A clear, cold afternoon, the sun shining brightly. Tariq slipped on a pair of sunglasses, turned up the collar of his overcoat. He walked to Coney Island Avenue, strolled along a row of shops until he found a grocer specializing in Middle Eastern goods. He entered the cramped market, accompanied by the tinkle of a small bell on the door, and was immediately overwhelmed by the scents of home. Coffee and spices, roasting lamb, honey and tobacco.
A teenage boy stood behind the counter. He wore a Yankees sweatshirt and was speaking rapid, Moroccan-accented Arabic on a cordless telephone.
"Dates," Tariq said in English. "I'm looking for dried dates."
The boy paused for a moment. "Back row on the left."
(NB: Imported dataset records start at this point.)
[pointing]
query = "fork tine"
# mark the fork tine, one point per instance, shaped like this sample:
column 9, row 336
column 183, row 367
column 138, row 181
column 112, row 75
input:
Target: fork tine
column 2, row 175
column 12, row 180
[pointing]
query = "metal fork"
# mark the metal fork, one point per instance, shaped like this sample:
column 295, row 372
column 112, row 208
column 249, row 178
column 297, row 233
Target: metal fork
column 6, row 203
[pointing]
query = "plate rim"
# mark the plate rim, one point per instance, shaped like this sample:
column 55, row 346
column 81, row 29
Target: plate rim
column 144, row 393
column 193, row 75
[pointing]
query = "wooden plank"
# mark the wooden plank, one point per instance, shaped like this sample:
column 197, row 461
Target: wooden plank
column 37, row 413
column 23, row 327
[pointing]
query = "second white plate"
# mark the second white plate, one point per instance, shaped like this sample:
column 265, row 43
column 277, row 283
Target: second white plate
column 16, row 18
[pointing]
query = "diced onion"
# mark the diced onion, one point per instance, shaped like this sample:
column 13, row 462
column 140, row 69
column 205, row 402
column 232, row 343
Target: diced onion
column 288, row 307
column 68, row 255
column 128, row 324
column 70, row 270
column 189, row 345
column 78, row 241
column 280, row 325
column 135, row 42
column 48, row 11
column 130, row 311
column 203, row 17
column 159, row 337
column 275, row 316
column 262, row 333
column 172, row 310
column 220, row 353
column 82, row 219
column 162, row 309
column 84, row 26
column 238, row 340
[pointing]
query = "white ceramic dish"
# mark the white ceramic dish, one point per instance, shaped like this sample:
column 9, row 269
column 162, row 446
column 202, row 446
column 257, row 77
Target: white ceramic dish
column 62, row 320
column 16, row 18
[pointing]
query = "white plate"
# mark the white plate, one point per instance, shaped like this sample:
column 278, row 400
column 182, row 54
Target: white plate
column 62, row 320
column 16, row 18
Tariq picked his way through the narrow aisles until he arrived at the back of the store. The dates were on the top shelf. As Tariq reached up to grasp them, he could feel the Makarov digging into the small of his back. He pulled down the dates and looked at the label. Tunisia. Perfect.
He paid and went out. From Coney Island Avenue he walked east through quieter residential streets, past small apartment houses and tiny brick homes, until he arrived at the Newkirk Avenue subway stop. He purchased a token, then walked down the stairs to the small exposed platform. Two minutes later he boarded a Q train bound for Manhattan.
Gabriel was beginning to think he would never find Tariq. At that moment he was speeding up Park Avenue in the front seat of a black minivan, surrounded by the rest of the prime minister's security detail. A few feet ahead of them was the prime minister's limousine. To their right, a motorcycle outrider. Gabriel wore a gray suit he had borrowed from one of the other bodyguards. The jacket was too big, the pants too short. He felt like a damned fool-like someone who comes to an expensive restaurant without proper attire and has to borrow the house blazer. It was no matter; he had more important things to worry about.
So far the day had gone off without a problem. The prime minister had had coffee with a group of high-powered investment bankers to discuss business opportunities in Israel. Then he had toured the floor of the New York Stock Exchange. Gabriel had been at his side the entire time. He left nothing to chance. He stared at every face-the bankers, the traders, the janitors, people on the street-looking for Tariq. He remembered Tariq's face from the rue St-Denis in Montreal: the mocking smile as he pushed Jacqueline into the car and drove away.
He wondered whether she was even still alive. He thought about the string of dead women Tariq had left in his wake: the American in Paris, the hooker in Amsterdam, the shopgirl in Vienna.